Riots And Condemnation Without Context

Indeed, what we have seen being played out these past few nights is stark evidence, as if any more were needed, that we are living in two Britains.

Just as the explosion of social unrest that has engulfed working class communities all over London are a predictable outcome to the enormous economic and social pressure said communities have been under as the Tory-led coalition government doles out its punishment to the poor and the working class in response to an economic recession not of their making, and with the tension that has long existed between the alienated youth of our inner cities and the police, so has been the response by the political class and mainstream commentators.

Condemnation without context has been the stock in trade of those sitting at the apex of society, as they seek to explain away the unrest as nothing more than "wanton acts of criminality" or the actions of "mindless thugs".

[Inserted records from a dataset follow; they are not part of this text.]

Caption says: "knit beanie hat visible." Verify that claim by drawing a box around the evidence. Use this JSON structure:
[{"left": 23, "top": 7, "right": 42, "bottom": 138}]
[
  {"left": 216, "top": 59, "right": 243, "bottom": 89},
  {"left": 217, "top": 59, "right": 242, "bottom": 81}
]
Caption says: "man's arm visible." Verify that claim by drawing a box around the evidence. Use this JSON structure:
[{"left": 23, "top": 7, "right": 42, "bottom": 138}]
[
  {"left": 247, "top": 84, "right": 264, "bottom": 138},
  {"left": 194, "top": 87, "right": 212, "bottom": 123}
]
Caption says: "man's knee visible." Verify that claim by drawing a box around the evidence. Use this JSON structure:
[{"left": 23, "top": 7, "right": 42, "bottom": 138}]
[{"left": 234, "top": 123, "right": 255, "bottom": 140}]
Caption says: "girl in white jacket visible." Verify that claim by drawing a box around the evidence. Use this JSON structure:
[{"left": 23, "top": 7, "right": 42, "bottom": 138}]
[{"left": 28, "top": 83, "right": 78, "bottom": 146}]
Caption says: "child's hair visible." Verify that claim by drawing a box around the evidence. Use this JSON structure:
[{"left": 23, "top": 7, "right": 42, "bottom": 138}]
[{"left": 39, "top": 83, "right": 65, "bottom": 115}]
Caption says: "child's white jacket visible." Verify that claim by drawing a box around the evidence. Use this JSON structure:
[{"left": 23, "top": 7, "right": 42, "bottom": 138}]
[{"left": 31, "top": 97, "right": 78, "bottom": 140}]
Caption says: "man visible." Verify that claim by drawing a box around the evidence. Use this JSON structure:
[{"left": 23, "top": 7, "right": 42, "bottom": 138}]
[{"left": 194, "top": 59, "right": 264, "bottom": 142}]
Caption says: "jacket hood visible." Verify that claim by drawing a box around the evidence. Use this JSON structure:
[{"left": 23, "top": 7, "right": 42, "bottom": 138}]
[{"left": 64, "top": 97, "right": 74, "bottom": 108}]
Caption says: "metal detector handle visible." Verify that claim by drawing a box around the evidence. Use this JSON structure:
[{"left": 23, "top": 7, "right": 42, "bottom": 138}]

While this may be the accepted truth according to the norms of polite society, it fails utterly to get at the root causes. But no one should be under any illusion that this failure is the product of ignorance. On the contrary it is exactly as intended. Assorted right wing commentators and politicians clearly have a vested interest in refusing to admit their own culpability in shaping a society more unequal than at any time since Charles Dickens was in his pomp as a searing critic of Victorian barbarism in the treatment of the nation's poor and working class over a century past.

The current outburst of social unrest being played out on the streets of the country's major cities has been cultivated over decades in the nation's boardrooms and state rooms by a class which in its greed, venality and looting of society's surplus do more damage to the nation's social fabric in one hour than gangs of marauding disaffected and alienated youth have done over the past few nights of rioting and looting. The only difference between the two is in scale and aesthetic.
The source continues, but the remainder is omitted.